Changing the frequency from seconds to minutes would only increase the frequency by a factor of 60, it would still be yellow-orange but with a frequency 60 times greater than at a second time unit.
Changing the second to a minute is just an exercise in futility.
billpress11
5 / 5 (1) Oct 31, 2015
RS, I am questioning things a little again. I will leave it for now and get back to it in 6 plus hours.
RealScience
5 / 5 (2) Oct 31, 2015
Planck's Constant directly represents the energy in ...

NO!
If Planck's Constant directly represented the energy in anything, it would have units of ENERGY (Joules, eV, etc.).

But Planck's constant does NOT have units of energy.
It is 6.626176 x 10-34 joule-SECONDS, or 4.1356676 eV-SECONDS

Planck's constant is a measure of energy PER FREQUENCY.
To calculate energy from Plank's constant, you need to multiple by some frequency (1/seconds). The seconds then cancel, leaving energy.

I don't understand why you want to use minutes instead of seconds, it really does not change a thing...


That's exactly the point - as you say, changing from one unit of time to another unit of time really does not change a thing. Contrary to what Royer says, it does NOT change the photon energy in photon theory.
billpress11
5 / 5 (1) Nov 01, 2015
Quote RS: "Planck's constant is a measure of energy PER FREQUENCY.
To calculate energy from Plank's constant, you need to multiple by some frequency (1/seconds). The seconds then cancel, leaving energy."

Energy per frequency is the same thing as energy per wave.
del2
5 / 5 (1) Nov 01, 2015
Energy per frequency is the same thing as energy per wave.

"Energy per wave" is a meaningless phrase. If you mean "energy per wavelength" then is it definitely NOT the same thing.
billpress11
5 / 5 (1) Nov 01, 2015
Quote RS: "Planck's constant has units of ENERGY times TIME."

Quote de12: "
"energy per wavelength"

Thanks to both of you. Those two short phrases are what opened my eyes.

Now I still have questions I would like to find answers to, like in the Doppler Effect, how can a red light photon change into a blue one and visa-versa? In one case red to blue it would seem there would not be enough waves, the other way too many. Or the question I asked earlier about how the red shifting of light caused by the expansion of the universe would be explained by the photon theory of light?

RealScience
5 / 5 (1) Nov 01, 2015
Now I still have questions I would like to find answers to,

Great - seeking answers keeps life interesting!

in the Doppler Effect, how can a red light photon change into a blue one and visa-versa? In one case red to blue it would seem there would not be enough waves, the other way too many.
The photons (or light waves) do not change in the Doppler Effect - just how we see the photons, so there is no change in the number of waves.

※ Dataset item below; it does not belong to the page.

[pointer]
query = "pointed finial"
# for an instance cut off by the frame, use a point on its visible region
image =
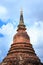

The Doppler effect in light is more complicated than with sound because the effect is attributed to perception of time rather than to a static propagation medium. However the Doppler effect in sound can be used as a starting point for thinking about the effect in light as long as one doesn't push the analogy too far.

- continued -
RealScience
5 / 5 (1) Nov 01, 2015
- continued -
Now the red-shift from the stretching of space is an excellent question.

Again one can use sound as a starting point.
Picture sound waves traveling through air in a pressurized room, and then suddenly remove the walls of the room to let the air expand. As the air expands, the sound waves traveling through the air expands along with it. (I've ignored details like the expansion itself only propagating from where the walls were at the speed of sound)

Relativity says that electromagnetic waves travel through space itself rather than through some 'ether' within space, and it is space itself that is expanding rather than something within space, but the analogy will get you pretty far.

As for conservation of energy in stretching redshift, Nother's theorem shows that this doesn't have to apply when space itself is stretching. However until we understand space better (Dark Energy, why vacuum energy is what it is), I'll keep a very open mind in this area.